A labor of love years in the making, Anomalisa is startlingly human for a movie comprised only of stop-motion puppets. It's a film about love, hope, fear, connection, and loneliness, and it marks a return to the cinematic territory of Charlie Kaufman, the man behind Eternal Sunshine of the Spotless Mind, Being John Malkovich, Adaptation, and Synecdoche, New York, complete with the surreality and palpable emotion that filmography promises. This is one of the most remarkable movies of the year.

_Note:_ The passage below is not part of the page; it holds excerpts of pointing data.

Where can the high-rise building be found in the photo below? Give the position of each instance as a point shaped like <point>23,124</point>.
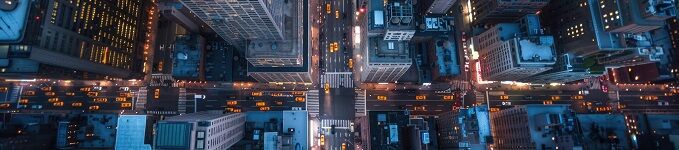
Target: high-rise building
<point>387,55</point>
<point>237,21</point>
<point>673,28</point>
<point>466,128</point>
<point>94,39</point>
<point>439,6</point>
<point>287,60</point>
<point>514,51</point>
<point>568,68</point>
<point>130,132</point>
<point>497,11</point>
<point>210,130</point>
<point>581,29</point>
<point>533,127</point>
<point>634,16</point>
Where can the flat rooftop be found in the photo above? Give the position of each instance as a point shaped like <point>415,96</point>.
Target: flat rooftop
<point>273,49</point>
<point>381,51</point>
<point>301,41</point>
<point>538,49</point>
<point>187,56</point>
<point>198,116</point>
<point>13,17</point>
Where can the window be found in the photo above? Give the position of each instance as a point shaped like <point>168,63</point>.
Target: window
<point>201,134</point>
<point>200,143</point>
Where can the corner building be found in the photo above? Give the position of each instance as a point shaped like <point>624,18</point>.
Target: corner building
<point>74,39</point>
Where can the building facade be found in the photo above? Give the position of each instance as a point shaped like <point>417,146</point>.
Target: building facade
<point>466,128</point>
<point>209,130</point>
<point>440,6</point>
<point>609,31</point>
<point>533,127</point>
<point>75,39</point>
<point>514,51</point>
<point>496,11</point>
<point>568,68</point>
<point>390,27</point>
<point>635,16</point>
<point>238,21</point>
<point>130,133</point>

Directors: Duke Johnson and Charlie Kaufman
Starring: David Thewlis, Jennifer Jason Leigh, Tom Noonan
David Thewlis provides the voice of Michael Stone, a bland, middle-aged author who flies in to Cincinnati to deliver a speech at a customer service conference the next day. Everyone he sees — his wife and son back home, the guy sitting next to him on the plane, the hotel desk clerk — has the same face, and they're all voiced by Tom Noonan. Everyone, that is, except for Lisa, an unassuming woman staying at the same hotel who's in town with her best friend to catch Michael's speech the next day. Lisa is voiced by Jennifer Jason Leigh, and her feminine voice and unique face slices through the dull Noonan-speech and sameness that dominates Michael's life, intoxicating him and drawing him to this newfound anomaly in his world. (Get it? Anomalisa?)
Though we're obviously immediately confronted with the fact that we're watching stop-motion puppets as the film begins, the astoundingly accurate production design helps establish the reality of the world, and within a couple of minutes, I completely bought into what Kaufman (who wrote the screenplay) and his co-director Duke Johnson were doing. It also helps that Michael and Lisa are wonderfully expressive, compelling, fully emotional characters whose desires and insecurities are instantly recognizable in our own lives.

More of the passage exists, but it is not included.